Methods: HUVECs (Promocell, Heidelberg, Germany) were treated with different concentrations (20µg/ml, 40µg/ml) of SC with or without Rapalink-1 (0.5nm). SC was prepared by passing cigarette smoke through ethanol. Ethanol was evaporated and smoke condensate was dissolved in DMSO. Telomere length was quantified as telomere to single-copy gene (TS) ratio. Telomere length, the mRNAs expression, and protein level were quantified by qRT-PCR and Western blot. All experiments were performed with three biological replicates, and each biological replicate had technical triplicates. For statistical analysis, the Student t-test was applied for two groups and one-way ANOVA to compare more than two groups.

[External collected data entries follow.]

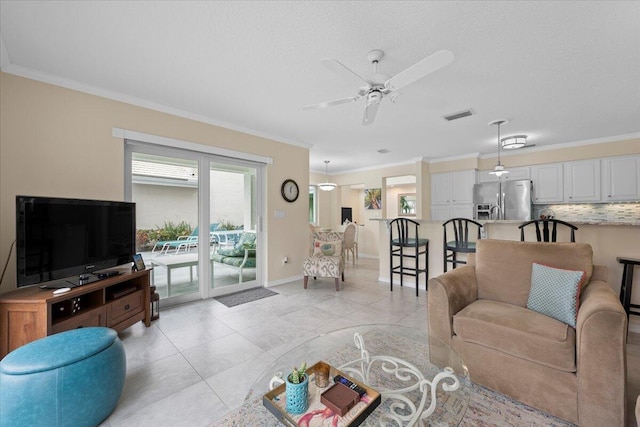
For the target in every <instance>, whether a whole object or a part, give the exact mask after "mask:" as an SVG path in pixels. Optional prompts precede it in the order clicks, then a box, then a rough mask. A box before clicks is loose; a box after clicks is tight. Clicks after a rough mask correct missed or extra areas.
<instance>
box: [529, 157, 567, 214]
mask: <svg viewBox="0 0 640 427" xmlns="http://www.w3.org/2000/svg"><path fill="white" fill-rule="evenodd" d="M531 180H532V181H533V194H534V198H533V202H534V203H540V204H543V203H562V202H564V195H563V194H564V192H563V190H564V188H563V167H562V163H549V164H544V165H535V166H531Z"/></svg>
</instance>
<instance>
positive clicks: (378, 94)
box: [302, 49, 455, 126]
mask: <svg viewBox="0 0 640 427" xmlns="http://www.w3.org/2000/svg"><path fill="white" fill-rule="evenodd" d="M382 58H384V52H383V51H381V50H379V49H374V50H372V51H370V52H369V53H368V54H367V60H368V61H369V62H370V63H371V64H372V66H373V75H371V76H370V77H369V78H367V79H365V78H363V77H361V76H360V75H358V74H357V73H356V72H354V71H353V70H351V69H350V68H349V67H347V66H345V65H344V64H342V63H341V62H339V61H337V60H335V59H323V60H322V61H321V62H322V64H323V65H324V66H325V67H327V68H329V69H330V70H331V71H333V72H334V73H336V74H340V75H341V76H342V77H343V78H344V79H345V80H347V81H348V82H350V83H351V84H354V85H356V86H357V87H358V91H357V93H358V95H357V96H351V97H347V98H340V99H335V100H333V101H327V102H322V103H320V104H314V105H307V106H305V107H302V108H303V109H304V110H309V109H315V108H325V107H329V106H333V105H340V104H346V103H349V102H353V101H359V100H361V99H364V100H365V105H364V114H363V116H362V124H363V125H365V126H366V125H370V124H371V123H373V121H374V120H375V118H376V114H377V112H378V106H379V105H380V103H381V102H382V100H383V99H384V98H389V100H390V101H391V102H392V103H393V102H395V100H396V98H397V96H398V93H397V91H398V90H400V89H402V88H403V87H405V86H408V85H410V84H411V83H413V82H415V81H417V80H420V79H421V78H423V77H425V76H426V75H427V74H431V73H433V72H434V71H436V70H439V69H440V68H442V67H444V66H445V65H448V64H449V63H451V61H453V60H454V59H455V56H454V55H453V53H452V52H451V51H448V50H440V51H438V52H436V53H434V54H432V55H430V56H427V57H426V58H424V59H422V60H421V61H418V62H417V63H415V64H414V65H412V66H411V67H409V68H407V69H405V70H404V71H401V72H400V73H398V74H396V75H395V76H393V77H389V76H388V75H386V74H382V73H378V63H379V62H380V61H381V60H382ZM363 83H364V86H363Z"/></svg>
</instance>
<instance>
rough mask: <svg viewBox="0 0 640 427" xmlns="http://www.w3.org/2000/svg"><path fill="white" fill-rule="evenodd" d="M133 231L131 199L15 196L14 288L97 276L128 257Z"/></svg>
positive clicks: (123, 262) (135, 247) (92, 279)
mask: <svg viewBox="0 0 640 427" xmlns="http://www.w3.org/2000/svg"><path fill="white" fill-rule="evenodd" d="M135 236H136V205H135V203H128V202H111V201H104V200H80V199H63V198H54V197H32V196H16V252H17V256H16V258H17V284H18V287H21V286H28V285H35V284H40V283H43V282H51V281H58V280H60V281H62V282H64V281H67V282H69V283H70V284H71V285H77V284H86V283H90V282H92V281H94V280H98V278H97V276H95V275H93V274H91V273H94V272H97V271H100V270H104V269H108V268H110V267H114V266H117V265H121V264H125V263H129V262H131V261H132V256H133V254H135V249H136V247H135ZM65 286H68V284H67V285H65ZM52 287H62V286H52Z"/></svg>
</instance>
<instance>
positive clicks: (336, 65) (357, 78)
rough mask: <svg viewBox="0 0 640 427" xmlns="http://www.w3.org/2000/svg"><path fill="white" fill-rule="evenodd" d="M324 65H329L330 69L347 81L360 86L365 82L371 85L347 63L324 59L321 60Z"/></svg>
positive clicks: (328, 67)
mask: <svg viewBox="0 0 640 427" xmlns="http://www.w3.org/2000/svg"><path fill="white" fill-rule="evenodd" d="M320 62H321V63H322V65H324V66H325V67H327V68H328V69H329V70H331V71H333V72H334V73H336V74H339V75H340V76H341V77H342V78H343V79H344V80H346V81H347V83H349V84H351V85H353V86H357V87H360V86H362V85H363V84H364V85H366V86H369V82H368V81H366V80H365V79H364V78H362V77H360V76H359V75H358V74H356V72H354V71H353V70H352V69H350V68H348V67H347V66H346V65H344V64H343V63H341V62H340V61H336V60H335V59H327V58H326V59H323V60H321V61H320Z"/></svg>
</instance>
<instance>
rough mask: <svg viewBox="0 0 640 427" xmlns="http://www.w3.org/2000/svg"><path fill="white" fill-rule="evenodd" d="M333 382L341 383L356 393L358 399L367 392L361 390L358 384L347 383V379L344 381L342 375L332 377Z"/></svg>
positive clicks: (361, 388)
mask: <svg viewBox="0 0 640 427" xmlns="http://www.w3.org/2000/svg"><path fill="white" fill-rule="evenodd" d="M333 381H335V382H336V383H342V384H344V385H346V386H347V387H349V388H350V389H351V390H353V391H355V392H356V393H358V394H359V395H360V397H362V396H364V395H365V394H367V390H365V389H363V388H362V387H360V386H359V385H358V384H354V383H352V382H351V381H349V380H348V379H346V378H345V377H343V376H342V375H336V376H335V377H333Z"/></svg>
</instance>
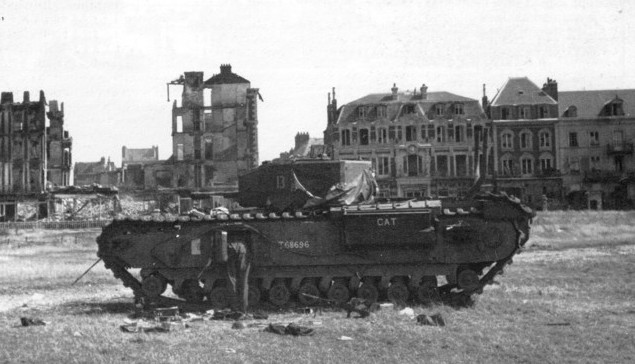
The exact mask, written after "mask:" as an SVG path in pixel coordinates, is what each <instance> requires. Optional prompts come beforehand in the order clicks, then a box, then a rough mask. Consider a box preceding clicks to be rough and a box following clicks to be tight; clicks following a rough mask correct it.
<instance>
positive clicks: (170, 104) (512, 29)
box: [0, 0, 635, 165]
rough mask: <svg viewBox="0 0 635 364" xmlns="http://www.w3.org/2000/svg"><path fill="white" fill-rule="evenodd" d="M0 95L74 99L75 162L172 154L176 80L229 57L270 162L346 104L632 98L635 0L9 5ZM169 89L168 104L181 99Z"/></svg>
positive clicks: (0, 44) (634, 16) (47, 98)
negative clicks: (27, 95) (440, 96)
mask: <svg viewBox="0 0 635 364" xmlns="http://www.w3.org/2000/svg"><path fill="white" fill-rule="evenodd" d="M0 18H1V19H0V90H1V91H12V92H13V93H14V99H17V100H16V101H21V100H22V93H23V91H25V90H26V91H30V93H31V99H34V98H37V95H38V94H39V90H44V91H45V93H46V97H47V99H48V100H58V101H60V102H64V104H65V127H66V129H67V130H69V131H70V134H71V136H72V137H73V159H74V161H75V162H87V161H97V160H99V159H100V158H101V157H102V156H103V157H106V158H108V157H110V158H111V159H112V160H113V161H114V162H116V163H117V165H120V163H121V147H122V146H124V145H125V146H127V147H129V148H149V147H151V146H152V145H158V146H159V157H160V158H161V159H167V158H169V157H170V155H171V154H172V146H171V115H172V114H171V108H172V103H171V102H167V95H166V86H165V84H166V82H168V81H170V80H173V79H176V78H178V76H179V75H181V74H182V73H183V72H185V71H203V72H205V75H204V77H205V79H207V78H209V77H211V76H212V75H213V74H215V73H218V72H219V66H220V64H224V63H230V64H231V65H232V70H233V72H235V73H237V74H239V75H241V76H243V77H245V78H247V79H248V80H250V81H251V86H252V87H256V88H259V89H260V93H261V94H262V97H263V99H264V102H262V103H260V104H259V106H258V112H259V115H258V117H259V135H258V138H259V147H260V160H261V162H262V161H264V160H270V159H272V158H275V157H277V156H278V155H279V153H281V152H284V151H288V150H289V149H290V148H291V147H292V146H293V143H294V136H295V134H296V133H297V132H308V133H309V134H310V135H311V136H312V137H322V135H323V134H322V133H323V131H324V129H325V127H326V105H327V94H328V92H329V91H330V90H331V88H332V87H335V88H336V95H337V100H338V104H339V105H343V104H345V103H346V102H350V101H353V100H355V99H358V98H360V97H362V96H364V95H367V94H369V93H377V92H386V93H388V92H390V88H391V87H392V85H393V83H394V84H396V85H397V87H399V89H400V90H413V89H415V88H419V87H420V86H421V85H422V84H424V83H425V84H426V85H428V87H429V89H428V91H430V92H432V91H448V92H452V93H455V94H458V95H462V96H467V97H472V98H475V99H478V100H480V98H481V96H482V85H483V84H486V85H487V94H488V96H489V97H490V99H491V98H492V97H493V96H494V95H495V93H496V90H497V88H500V87H501V86H502V85H503V83H504V82H505V81H506V80H507V79H508V78H509V77H520V76H527V77H529V78H530V79H531V80H532V81H534V82H535V83H536V84H537V85H539V86H541V85H542V84H543V83H544V82H545V81H546V79H547V77H550V78H553V79H556V80H557V81H558V87H559V89H560V90H567V91H568V90H584V89H586V90H594V89H628V88H631V89H635V2H633V1H629V0H613V1H612V0H608V1H601V2H600V1H586V0H575V1H573V0H571V1H567V0H564V1H553V0H551V1H542V0H533V1H514V2H510V1H504V0H500V1H499V0H489V1H469V2H468V1H452V0H450V1H428V0H426V1H424V0H415V1H408V0H402V1H392V0H383V1H331V0H322V1H308V0H304V1H291V0H288V1H282V0H281V1H241V0H234V1H213V0H212V1H210V0H208V1H158V0H155V1H141V0H137V1H133V0H131V1H88V0H81V1H64V0H56V1H37V2H29V1H14V0H3V1H2V2H1V3H0ZM180 93H181V91H180V90H179V89H177V88H175V87H172V89H171V92H170V96H171V97H172V99H173V98H174V97H178V96H180Z"/></svg>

Results: Exposure to SC enhanced cellular aging (TS ratio: Control=1±0.15, SC=0.59±0.2) and increased relative mRNA expression of aging related biomarkers (P21: Control=1±0.24, SC=2.77±0.68), inflammatory cytokines (IL-8: Control=1±0.25, SC=2.02±0.18; MCP-1: Control=1±0.03, SC=5.64±0.58) and MMP2 (Control=1±0.03, SC=2.07±0.42) in HUVECs. The screening of 171 drugs revealed Rapalink-1 an mTOR pathway inhibitor, which powerfully reduced SC mediated aging (TS ratio: Control=1±0.15, SC=0.59±0.2, SC+Rapalink-1=0.7±0.03, P21: Control=1±0.24, SC=2.77±0.68, SC+Rapalink-1=1.58±0.07). The expression of inflammatory cytokines (IL-8: Control=1±0.25 SC=2.02±0.18, SC+Rapalink-1=1.59±0.08; IL-17: Control=1±0.15, SC=36±15.68, SC+Rapalink-1=5.06±1.35; MCP-1: Control=1±0.03, SC=5.64±0.58, SC+Rapalink-1=3.9±0.11), receptor TLR4 (Control=1±0.1, SC=1.8±0.2, SC+Rapalink-1=0.5±0.02) and MMP2 (Control=1±0.03, SC=2.07±0.42, SC+Rapalink-1=1.26±0.09) was reduced after rapalink-1 treatment. All values are mean±StDev and P<0.05.
Conclusion: Smoke condensate induced aging and endothelial dysfunction, which was reversed by treatment with mTOR inhibitor Rapalink-1. Rapalink-1 and the mTOR pathway could be targeted in endothelial dysfunction mediated diseases, including the formation of intracranial aneurysms.